IT Strategy and Management of Systemic Risk
The Daiwa Securities Group has established and is promoting the development of an IT platform that will drive digital transformation as part of the IT strategy (IT Basic Policy) in the Medium-term Management Plan "Passion for the Best" 2020. We are also working to further strengthen IT governance in order to respond to the diversification of our business portfolio and the evolution of technology.
We have established a Group IT Strategy Committee (subcommittee of the Executive Committee) at Daiwa Securities Group Inc., and an IT Strategy Committee (subcommittee of the Management Committee) at Daiwa Securities. These committees deliberate and decide on matters related to medium- to long-term IT investment policies and plans that take into account business needs and changes in the environment such as systems and regulations.

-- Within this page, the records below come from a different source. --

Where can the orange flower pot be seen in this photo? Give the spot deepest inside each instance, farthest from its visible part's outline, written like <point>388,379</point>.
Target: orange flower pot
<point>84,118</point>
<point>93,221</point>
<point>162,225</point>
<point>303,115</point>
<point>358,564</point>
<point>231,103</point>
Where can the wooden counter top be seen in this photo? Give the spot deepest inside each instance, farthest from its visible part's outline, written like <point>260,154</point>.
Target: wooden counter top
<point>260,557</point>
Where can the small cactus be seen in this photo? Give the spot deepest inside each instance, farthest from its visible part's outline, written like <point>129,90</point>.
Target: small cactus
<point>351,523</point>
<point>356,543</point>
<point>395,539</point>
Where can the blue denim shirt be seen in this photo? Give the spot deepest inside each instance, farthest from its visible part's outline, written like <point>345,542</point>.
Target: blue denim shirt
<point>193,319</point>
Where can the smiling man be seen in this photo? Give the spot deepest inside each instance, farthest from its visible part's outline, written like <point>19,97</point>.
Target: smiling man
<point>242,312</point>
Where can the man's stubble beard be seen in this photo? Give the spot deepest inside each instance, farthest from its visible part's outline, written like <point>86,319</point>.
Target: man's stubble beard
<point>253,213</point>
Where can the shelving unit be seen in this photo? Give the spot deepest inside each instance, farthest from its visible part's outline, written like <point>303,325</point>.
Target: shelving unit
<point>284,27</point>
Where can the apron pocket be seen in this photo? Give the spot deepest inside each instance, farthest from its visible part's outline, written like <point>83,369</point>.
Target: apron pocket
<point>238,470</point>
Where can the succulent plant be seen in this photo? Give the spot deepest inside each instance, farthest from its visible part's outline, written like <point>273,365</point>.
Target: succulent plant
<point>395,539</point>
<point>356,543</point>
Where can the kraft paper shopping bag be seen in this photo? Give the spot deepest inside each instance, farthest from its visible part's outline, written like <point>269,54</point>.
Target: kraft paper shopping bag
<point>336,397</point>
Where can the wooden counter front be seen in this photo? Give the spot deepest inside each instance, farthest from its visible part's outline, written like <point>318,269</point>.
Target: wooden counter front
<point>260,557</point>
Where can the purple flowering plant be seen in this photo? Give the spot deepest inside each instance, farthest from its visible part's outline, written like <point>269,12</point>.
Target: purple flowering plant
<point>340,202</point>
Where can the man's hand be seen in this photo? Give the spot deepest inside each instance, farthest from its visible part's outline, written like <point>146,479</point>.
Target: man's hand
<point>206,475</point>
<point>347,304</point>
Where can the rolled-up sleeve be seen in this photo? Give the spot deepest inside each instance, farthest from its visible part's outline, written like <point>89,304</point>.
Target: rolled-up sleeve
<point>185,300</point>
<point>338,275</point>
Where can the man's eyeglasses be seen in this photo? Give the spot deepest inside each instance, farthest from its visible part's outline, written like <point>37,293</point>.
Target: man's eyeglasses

Global IT-related trends include the tightening of financial regulations, the escalation and sophistication of cyber attacks, digitization that is accompanying the evolution of technology, and the unbundling of financial services. Against this background, in order to realize risk management and business innovation across the Group, the CIO oversees all IT-related operations for the entire Group including overseas bases, and aims to improve our Group IT capabilities by strengthening IT resource management and cooperation.
Status of IT investment
We are proceeding with digital transformation that aims to build a customer-oriented sales system, provide products and services that meet customer needs, streamline existing operations to engage in high value-added operations, and reform business and operational processes. We are also making IT investments for the purpose of developing the infrastructure that is essential for business continuity, complying with legal requirements, and strengthening our risk management system. In fiscal 2018, we expanded products and services such as the "Daiwa Calendar Year Gift Service" and a login function that uses biometric authentication for our smartphone app. We improved operational efficiency using voice recognition and AI, developed an API* to provide high value-added financial services, complied with global financial regulations, and strengthened our cyber security measures
- *Abbreviation of Application Programming Interface. A specification or system that connects systems in a standard format
System risk management
The Group is working to maintain and strengthen its systemic risk management system in order to protect its information assets from various threats and risks originating from inside and outside the company and to stably provide high-quality services to customers. In particular, we recognize cyber security as an important issue for Group management in view of the increasing threat of cyber attacks, and have established a cyber security management system centered on a Group-wide specialized organization (Daiwa-CSIRT*). While collaborating with external organizations and companies to collect and analyze the latest information on attack methods and vulnerabilities, we are working to improve our defenses and resilience against cyber attacks.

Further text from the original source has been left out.